The broad-based and highly secretive TPP talks, which include 12 countries that account for almost one-third of Australia’s total trade and 38 per cent of world GDP, are in a final round of negotiations in Washington.
Brett Finlay, president of farm lobby the National Farmers’ Federation, said that all agricultural commodities need to get better market access.
“Australian agriculture exports approximately two-thirds of what we produce,” he said.
“Improved market access is critical to the entire agricultural sector and we have been advocating strongly to government for good outcomes across the board. We know it is difficult to get everything included, however, that’s the starting point for us.”
Canegrowers Queensland chairman Paul Schembri said that the sugar industry, which was left out of the 2004 free-trade agreement with the United States, also had poor outcomes in the government’s free-trade deals with China and Japan.
“We are playing for keeps. It is TPP or bust for us. We are an export-focused industry with more than 80 per cent of our 4.5 million tonnes of sugar exported every year,” he said.
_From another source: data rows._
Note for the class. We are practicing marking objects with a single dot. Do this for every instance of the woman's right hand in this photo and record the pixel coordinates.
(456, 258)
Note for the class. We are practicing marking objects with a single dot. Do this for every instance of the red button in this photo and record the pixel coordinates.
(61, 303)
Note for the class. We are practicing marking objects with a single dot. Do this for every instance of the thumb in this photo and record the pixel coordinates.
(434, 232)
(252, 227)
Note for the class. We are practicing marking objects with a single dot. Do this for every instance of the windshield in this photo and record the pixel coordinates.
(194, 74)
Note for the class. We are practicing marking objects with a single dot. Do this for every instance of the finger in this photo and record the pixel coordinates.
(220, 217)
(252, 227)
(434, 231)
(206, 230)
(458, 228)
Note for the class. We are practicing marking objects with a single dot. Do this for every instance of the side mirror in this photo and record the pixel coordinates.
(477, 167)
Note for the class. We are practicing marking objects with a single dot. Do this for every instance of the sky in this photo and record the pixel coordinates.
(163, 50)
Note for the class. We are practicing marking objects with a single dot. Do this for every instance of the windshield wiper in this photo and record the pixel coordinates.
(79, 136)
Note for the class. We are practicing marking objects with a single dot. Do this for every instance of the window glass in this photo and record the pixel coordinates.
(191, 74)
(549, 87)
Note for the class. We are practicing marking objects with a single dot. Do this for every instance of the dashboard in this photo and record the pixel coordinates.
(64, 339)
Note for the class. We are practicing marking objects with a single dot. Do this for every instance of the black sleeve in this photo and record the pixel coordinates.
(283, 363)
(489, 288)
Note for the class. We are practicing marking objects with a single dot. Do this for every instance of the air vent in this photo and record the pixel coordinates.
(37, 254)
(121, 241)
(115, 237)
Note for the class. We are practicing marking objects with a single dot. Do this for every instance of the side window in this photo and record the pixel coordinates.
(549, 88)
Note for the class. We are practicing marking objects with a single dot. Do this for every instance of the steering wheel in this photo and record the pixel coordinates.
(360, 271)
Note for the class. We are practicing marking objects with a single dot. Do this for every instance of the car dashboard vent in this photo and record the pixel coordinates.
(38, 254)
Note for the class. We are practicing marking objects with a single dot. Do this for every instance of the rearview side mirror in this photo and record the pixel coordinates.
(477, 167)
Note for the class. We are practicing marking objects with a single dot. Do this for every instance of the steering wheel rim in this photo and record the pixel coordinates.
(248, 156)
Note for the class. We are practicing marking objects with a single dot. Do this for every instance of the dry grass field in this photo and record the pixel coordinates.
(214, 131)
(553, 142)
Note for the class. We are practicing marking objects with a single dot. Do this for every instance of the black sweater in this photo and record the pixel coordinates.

“We are sick and tired of being the bridesmaid and being thrown off the table at the eleventh hour,” Mr Schembri said.
The sugar industry has just sent Dominic Nolan, the CEO of the Australian Sugar Milling Council, and Warren Males, Cane growers’ policy manager, to Washington to lobby the government.
Australia’s cane growers desperately want better access to the highly protected US and Japanese markets.
Rice Growers Association executive director Dean Logan said the industry has repeatedly been disappointed in past negotiations.
“We support our government … but we don’t want any special deals or carve-outs. We hope the government flies the flag for Australian rice growers,” he said.
“Rice has got to be there. They have to go in to bat for rice. We have missed out too many times.”
Australia has the capacity to produce up to 1 million tonnes of rice a year and exports 80 per cent of its rice in a non-drought year to 60 countries.
The NFF’s Mr. Finlay said it is critical that Australian farmer quality, safety and traceability is not compromised by product aggregation or other changes to rules of origin.